The agent who booked Pawloski's honeymoon trip says his clients complain about online information overload. "They don't know what is valid," says Philip Houde, owner of River East Travel and Cruise Centre in Winnipeg. "Some former clients are coming back and saying, 'I don't have confidence in what I'm finding. Can you do this for me?'"

The recent study by Massachusetts-based Forrester Research sends a similar message: that a small but growing number of travellers are becoming less comfortable with travel sites.

According to the study, which reached 4,634 adults who book travel online, only 46 per cent of respondents said they enjoy using the Internet to do so- down from 53 per cent in 2007. As well, only 34 per cent believe websites clearly present options and tradeoffs, down from 39 per cent last year.

Most significantly for travel agents, 26 per cent of respondents said they would be willing to switch to an off-line travel agency. This represents a slight increase from 23 per cent one year ago.

The survey results buck the general trend in travel over the past decade, especially in the United States; online agencies have been growing dramatically, and south of the border main-street agencies have seen their numbers drop by half. (Canadian agencies have held their own despite the online competition; according to the Association of Canadian Travel Agencies, there are about 5,000 agencies in Canada, almost the same number as 10 years ago.)

If there's a current shift in consumer behaviour, it hasn't yet had a major impact on travel websites. According to Sean Shannon, managing director of online agency Expedia Canada, 42 to 44 per cent of all travel spending in Canada is made online, and bookings with his company continue to accelerate. "Expedia's transactions worldwide were up 13 per cent in the first six months [of this year]" he says. That's despite the fact that fewer people are travelling during the recession.

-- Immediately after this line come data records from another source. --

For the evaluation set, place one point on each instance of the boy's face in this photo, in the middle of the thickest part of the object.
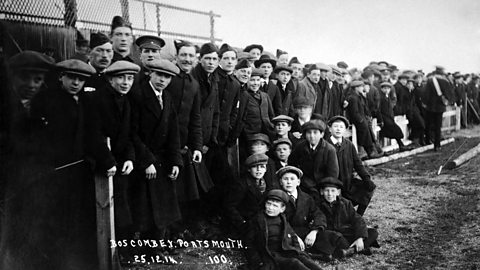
(258, 147)
(257, 171)
(330, 193)
(338, 129)
(274, 208)
(284, 76)
(289, 182)
(313, 136)
(254, 83)
(282, 128)
(283, 151)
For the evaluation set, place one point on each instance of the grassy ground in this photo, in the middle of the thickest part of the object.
(425, 220)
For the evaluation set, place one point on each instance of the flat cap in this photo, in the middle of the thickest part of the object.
(150, 42)
(31, 60)
(265, 58)
(257, 72)
(282, 118)
(357, 83)
(163, 66)
(98, 39)
(330, 182)
(259, 137)
(291, 169)
(208, 48)
(256, 159)
(282, 141)
(338, 118)
(283, 68)
(77, 67)
(253, 46)
(278, 195)
(122, 67)
(314, 124)
(386, 84)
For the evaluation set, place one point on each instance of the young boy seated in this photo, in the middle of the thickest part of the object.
(302, 213)
(350, 233)
(272, 243)
(359, 191)
(282, 150)
(246, 194)
(315, 157)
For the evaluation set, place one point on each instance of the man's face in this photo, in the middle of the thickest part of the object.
(27, 83)
(258, 147)
(254, 83)
(284, 76)
(147, 55)
(122, 39)
(283, 151)
(209, 62)
(274, 208)
(338, 129)
(243, 74)
(313, 136)
(101, 56)
(122, 83)
(282, 128)
(160, 80)
(267, 69)
(330, 193)
(258, 171)
(297, 70)
(289, 182)
(72, 83)
(185, 58)
(283, 59)
(314, 75)
(228, 61)
(255, 53)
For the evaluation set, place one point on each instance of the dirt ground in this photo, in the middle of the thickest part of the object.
(425, 220)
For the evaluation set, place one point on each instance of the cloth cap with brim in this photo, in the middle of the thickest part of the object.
(258, 137)
(287, 169)
(150, 42)
(253, 46)
(282, 141)
(339, 118)
(314, 124)
(282, 118)
(163, 66)
(277, 195)
(122, 67)
(256, 159)
(77, 67)
(283, 68)
(357, 83)
(331, 182)
(386, 84)
(265, 58)
(31, 61)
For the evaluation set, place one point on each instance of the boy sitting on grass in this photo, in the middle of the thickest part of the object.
(351, 233)
(271, 242)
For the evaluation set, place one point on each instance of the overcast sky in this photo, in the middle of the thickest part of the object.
(412, 34)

Though Expedia has no research on where those new clients might have booked their travel in the past, Shannon suggests some may be moving away from the online sites of specific airlines and hotels in order to "compare prices, facilities and locations."

And what specific factors are driving people such as Pawloski to bricks-and-mortar agencies? Confidence, for one thing. David McCaig, president of the Association of Canadian Travel Agencies, says Canadian agencies benefit from government regulation in Ontario, Quebec and British Columbia. In those provinces, insurance programs protect travellers when travel firms close their doors.

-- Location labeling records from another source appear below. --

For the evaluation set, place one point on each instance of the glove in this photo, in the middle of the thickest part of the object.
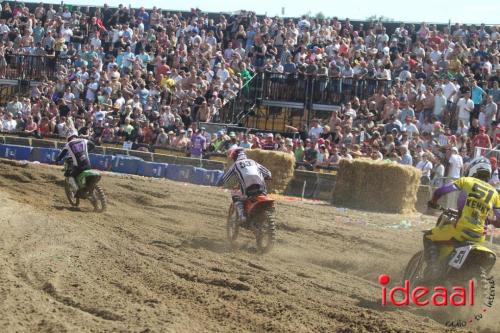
(432, 204)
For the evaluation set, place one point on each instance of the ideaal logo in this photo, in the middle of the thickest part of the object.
(458, 296)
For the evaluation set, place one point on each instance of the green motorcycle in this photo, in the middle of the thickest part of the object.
(87, 187)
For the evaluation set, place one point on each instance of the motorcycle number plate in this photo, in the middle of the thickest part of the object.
(459, 257)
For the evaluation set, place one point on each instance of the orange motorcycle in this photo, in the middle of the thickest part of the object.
(259, 211)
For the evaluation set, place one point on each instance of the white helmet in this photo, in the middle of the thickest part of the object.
(479, 168)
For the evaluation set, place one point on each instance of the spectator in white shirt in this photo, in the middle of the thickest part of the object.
(316, 130)
(456, 164)
(465, 106)
(426, 167)
(9, 124)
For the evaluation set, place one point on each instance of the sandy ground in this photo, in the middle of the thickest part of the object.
(157, 261)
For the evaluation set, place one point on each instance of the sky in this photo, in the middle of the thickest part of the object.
(436, 11)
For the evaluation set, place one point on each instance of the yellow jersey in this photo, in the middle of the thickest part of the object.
(480, 201)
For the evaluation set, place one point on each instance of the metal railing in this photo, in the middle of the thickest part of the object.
(319, 89)
(236, 108)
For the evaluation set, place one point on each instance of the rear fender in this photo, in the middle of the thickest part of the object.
(479, 256)
(89, 178)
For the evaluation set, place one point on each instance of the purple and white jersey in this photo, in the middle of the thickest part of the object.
(249, 173)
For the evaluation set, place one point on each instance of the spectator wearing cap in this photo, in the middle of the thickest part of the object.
(489, 110)
(246, 143)
(316, 129)
(425, 166)
(465, 107)
(456, 164)
(438, 172)
(410, 128)
(439, 104)
(310, 157)
(269, 143)
(406, 158)
(182, 141)
(477, 97)
(198, 144)
(231, 143)
(482, 140)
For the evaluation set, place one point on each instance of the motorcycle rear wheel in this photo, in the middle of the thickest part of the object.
(265, 231)
(72, 198)
(98, 199)
(232, 226)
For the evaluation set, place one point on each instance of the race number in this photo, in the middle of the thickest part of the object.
(461, 254)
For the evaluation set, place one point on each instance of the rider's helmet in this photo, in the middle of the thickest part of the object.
(479, 168)
(71, 136)
(237, 153)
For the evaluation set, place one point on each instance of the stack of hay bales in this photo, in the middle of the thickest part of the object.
(280, 164)
(377, 186)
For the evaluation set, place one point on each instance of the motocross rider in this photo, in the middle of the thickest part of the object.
(77, 149)
(251, 177)
(476, 201)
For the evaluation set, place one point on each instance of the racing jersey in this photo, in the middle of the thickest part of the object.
(476, 202)
(249, 173)
(479, 203)
(78, 151)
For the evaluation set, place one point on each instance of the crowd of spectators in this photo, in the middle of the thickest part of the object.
(150, 76)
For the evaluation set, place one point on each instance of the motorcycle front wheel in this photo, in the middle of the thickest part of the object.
(72, 198)
(232, 226)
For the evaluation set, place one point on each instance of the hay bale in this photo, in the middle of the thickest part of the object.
(377, 186)
(280, 164)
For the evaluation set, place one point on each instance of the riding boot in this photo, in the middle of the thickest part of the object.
(240, 209)
(431, 255)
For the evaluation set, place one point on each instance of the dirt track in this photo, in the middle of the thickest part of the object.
(157, 261)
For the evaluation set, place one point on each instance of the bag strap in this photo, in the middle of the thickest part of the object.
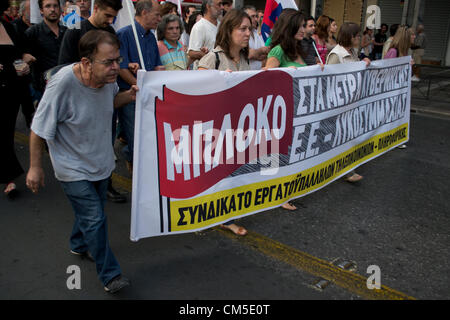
(217, 60)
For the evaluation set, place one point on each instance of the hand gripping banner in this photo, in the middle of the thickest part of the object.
(212, 146)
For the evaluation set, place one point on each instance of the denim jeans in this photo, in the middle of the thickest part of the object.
(126, 120)
(89, 231)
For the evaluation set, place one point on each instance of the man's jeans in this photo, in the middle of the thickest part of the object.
(126, 120)
(90, 229)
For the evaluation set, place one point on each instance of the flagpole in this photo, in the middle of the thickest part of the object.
(136, 38)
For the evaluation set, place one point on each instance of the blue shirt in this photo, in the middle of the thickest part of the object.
(129, 52)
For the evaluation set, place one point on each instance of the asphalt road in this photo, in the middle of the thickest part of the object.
(397, 218)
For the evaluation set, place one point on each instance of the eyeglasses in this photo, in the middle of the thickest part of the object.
(109, 62)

But another answer may be a rise in leisure travel to more exotic destinations. This winter, fewer than one in 10 Canadians travelling in the U.S. and Canada will use a travel agent, says David Redekop, a travel analyst with the Conference Board of Canada. "However, more than half of travellers planning to visit the Caribbean [and]Mexico, Europe or the Asia/Pacific region plan to use the services of a travel agent," he says.

This reflects a general difference in approach. While one-stop shops such as Expedia, Travelocity and Hotwire tend to rule on the Web, many travel agents focus on particular regions and products. That means travellers need to know where to look for the best service. "Not all agents are created equal," says Mike Foster, owner of Uniglobe Instant Travel in London, Ont. "You need to find the right agent for you."

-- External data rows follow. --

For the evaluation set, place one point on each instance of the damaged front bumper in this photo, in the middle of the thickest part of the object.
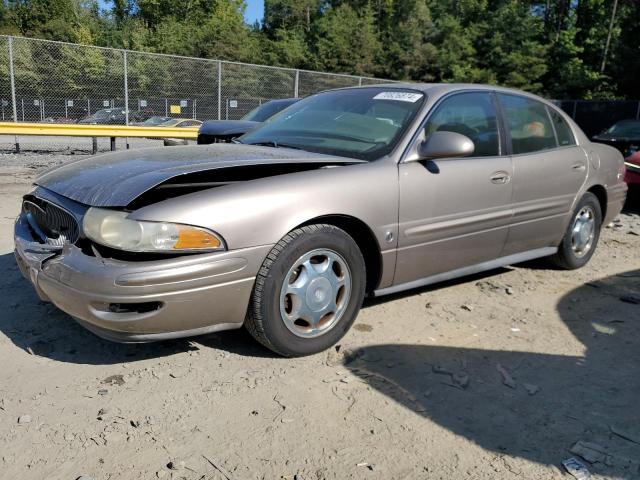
(141, 301)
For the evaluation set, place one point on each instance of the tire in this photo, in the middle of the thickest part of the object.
(568, 256)
(273, 313)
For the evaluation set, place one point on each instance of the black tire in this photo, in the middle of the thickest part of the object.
(264, 320)
(566, 258)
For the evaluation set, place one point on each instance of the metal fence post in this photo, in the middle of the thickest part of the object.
(219, 90)
(126, 88)
(13, 81)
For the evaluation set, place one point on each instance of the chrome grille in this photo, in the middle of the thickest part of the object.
(54, 225)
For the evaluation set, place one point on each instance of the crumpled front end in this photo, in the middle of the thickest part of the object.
(133, 299)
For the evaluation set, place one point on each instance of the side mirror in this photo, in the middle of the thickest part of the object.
(445, 145)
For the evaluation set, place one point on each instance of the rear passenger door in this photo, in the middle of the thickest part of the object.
(549, 169)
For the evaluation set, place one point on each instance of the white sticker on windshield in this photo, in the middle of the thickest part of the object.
(399, 96)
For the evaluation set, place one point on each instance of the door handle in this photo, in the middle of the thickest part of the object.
(500, 178)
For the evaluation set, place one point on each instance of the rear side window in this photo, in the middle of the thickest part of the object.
(563, 132)
(528, 123)
(472, 114)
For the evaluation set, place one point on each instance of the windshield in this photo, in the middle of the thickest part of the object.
(364, 123)
(263, 112)
(626, 129)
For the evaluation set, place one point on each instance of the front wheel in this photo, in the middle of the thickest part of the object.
(582, 234)
(308, 291)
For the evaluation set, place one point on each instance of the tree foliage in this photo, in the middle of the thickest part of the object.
(551, 47)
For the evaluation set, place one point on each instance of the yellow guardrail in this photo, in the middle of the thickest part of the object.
(81, 130)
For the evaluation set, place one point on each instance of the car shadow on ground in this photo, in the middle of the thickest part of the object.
(41, 329)
(556, 401)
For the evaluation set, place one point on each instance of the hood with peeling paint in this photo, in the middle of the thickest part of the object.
(116, 179)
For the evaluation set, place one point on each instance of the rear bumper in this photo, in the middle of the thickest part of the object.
(143, 301)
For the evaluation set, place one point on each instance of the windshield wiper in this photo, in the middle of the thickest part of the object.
(274, 144)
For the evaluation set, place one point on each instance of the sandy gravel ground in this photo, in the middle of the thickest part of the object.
(498, 376)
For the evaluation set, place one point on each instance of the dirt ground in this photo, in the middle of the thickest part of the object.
(497, 376)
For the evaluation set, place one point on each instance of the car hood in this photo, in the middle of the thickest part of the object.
(226, 127)
(116, 179)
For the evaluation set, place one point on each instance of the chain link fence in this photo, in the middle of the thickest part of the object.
(46, 81)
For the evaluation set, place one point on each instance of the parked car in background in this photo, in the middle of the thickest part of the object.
(632, 176)
(107, 116)
(151, 121)
(221, 131)
(178, 123)
(623, 135)
(365, 190)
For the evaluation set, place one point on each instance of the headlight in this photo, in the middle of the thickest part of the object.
(113, 229)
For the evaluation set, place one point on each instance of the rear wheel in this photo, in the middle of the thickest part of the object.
(582, 234)
(308, 291)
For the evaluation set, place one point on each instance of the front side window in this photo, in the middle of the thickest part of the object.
(471, 114)
(563, 132)
(364, 123)
(528, 123)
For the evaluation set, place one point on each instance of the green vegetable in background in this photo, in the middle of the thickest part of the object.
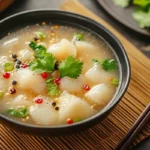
(79, 36)
(70, 67)
(142, 17)
(20, 112)
(52, 87)
(115, 81)
(122, 3)
(142, 3)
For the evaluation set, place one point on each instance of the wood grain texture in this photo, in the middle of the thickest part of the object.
(108, 134)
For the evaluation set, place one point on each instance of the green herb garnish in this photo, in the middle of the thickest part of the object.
(78, 36)
(70, 67)
(115, 81)
(142, 17)
(52, 87)
(20, 112)
(44, 64)
(122, 3)
(1, 94)
(8, 66)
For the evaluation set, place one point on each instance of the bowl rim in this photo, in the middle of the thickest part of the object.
(108, 106)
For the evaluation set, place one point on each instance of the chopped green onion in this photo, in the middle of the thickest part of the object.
(115, 81)
(8, 66)
(20, 112)
(40, 35)
(79, 36)
(1, 94)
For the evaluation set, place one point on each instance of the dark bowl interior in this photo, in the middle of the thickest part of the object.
(21, 20)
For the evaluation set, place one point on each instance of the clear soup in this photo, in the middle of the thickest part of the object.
(54, 74)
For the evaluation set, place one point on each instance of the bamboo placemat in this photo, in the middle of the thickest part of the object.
(109, 133)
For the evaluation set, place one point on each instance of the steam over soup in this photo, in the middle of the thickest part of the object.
(52, 75)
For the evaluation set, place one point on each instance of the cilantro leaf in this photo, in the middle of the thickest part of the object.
(142, 17)
(95, 61)
(122, 3)
(115, 81)
(109, 64)
(70, 67)
(36, 47)
(45, 64)
(52, 87)
(21, 112)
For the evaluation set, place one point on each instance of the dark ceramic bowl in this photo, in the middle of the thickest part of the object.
(21, 20)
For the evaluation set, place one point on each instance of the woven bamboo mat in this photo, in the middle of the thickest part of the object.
(109, 133)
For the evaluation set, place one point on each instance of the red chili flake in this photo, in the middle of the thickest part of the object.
(6, 75)
(12, 91)
(39, 101)
(69, 121)
(44, 75)
(57, 80)
(24, 65)
(86, 87)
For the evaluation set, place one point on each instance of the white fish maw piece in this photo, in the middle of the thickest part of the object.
(29, 80)
(26, 55)
(97, 74)
(72, 85)
(21, 100)
(62, 49)
(100, 94)
(3, 60)
(73, 107)
(4, 84)
(44, 114)
(84, 47)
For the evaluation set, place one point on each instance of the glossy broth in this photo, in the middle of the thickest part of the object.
(78, 99)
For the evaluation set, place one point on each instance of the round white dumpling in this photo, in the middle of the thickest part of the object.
(62, 49)
(72, 85)
(3, 60)
(73, 107)
(100, 94)
(98, 75)
(26, 55)
(20, 101)
(44, 114)
(29, 80)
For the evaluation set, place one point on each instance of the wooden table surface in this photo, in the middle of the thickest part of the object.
(140, 41)
(107, 134)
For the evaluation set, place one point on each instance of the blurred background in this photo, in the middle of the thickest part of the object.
(142, 42)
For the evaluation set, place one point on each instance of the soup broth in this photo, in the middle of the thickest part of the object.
(55, 74)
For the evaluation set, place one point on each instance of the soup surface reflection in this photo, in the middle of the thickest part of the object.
(53, 75)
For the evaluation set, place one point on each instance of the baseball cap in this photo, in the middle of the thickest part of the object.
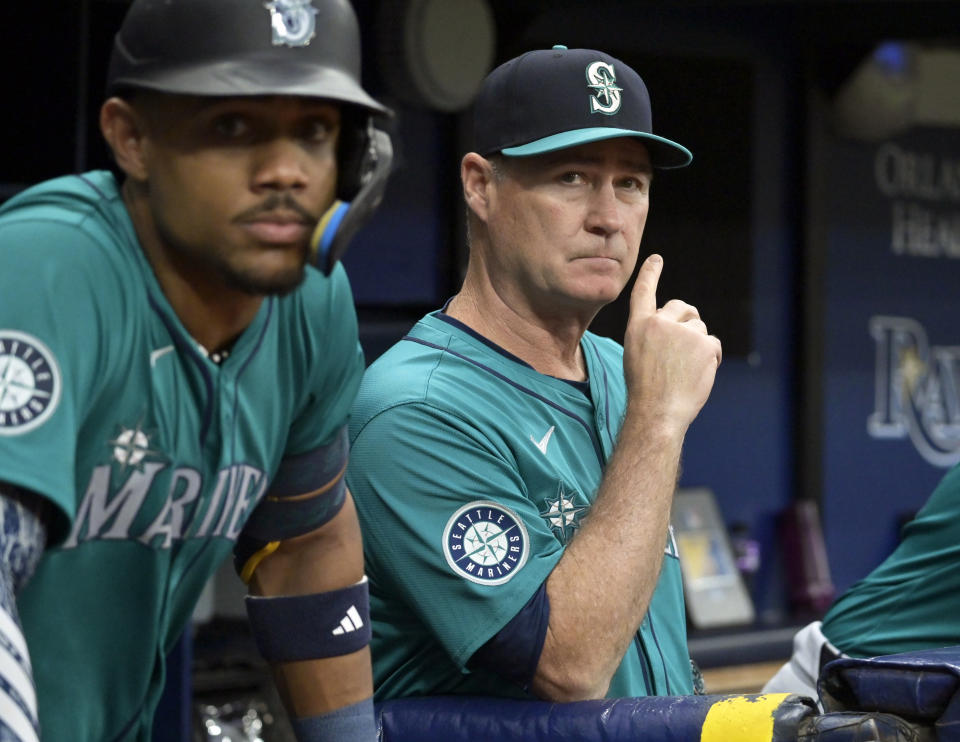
(551, 99)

Foster, like Houde in Winnipeg, also says many new clients are complaining of the difficulties of booking online. These include trouble resolving problems, and a growing distrust of traveller-review sites such as TripAdvisor, which has posted disclaimers about fake reviews written by hotel staff.

Ellen Tucker, owner of Freedom American Express Travel in Saint John, says both leisure and business clients have told her they find online bookings are "too much nuisance." But despite the Forrester study findings, she acknowledges some travellers will always prefer to go it alone.

"These are people who did it on their own before the Internet," she says. "They like to have that feeling of control."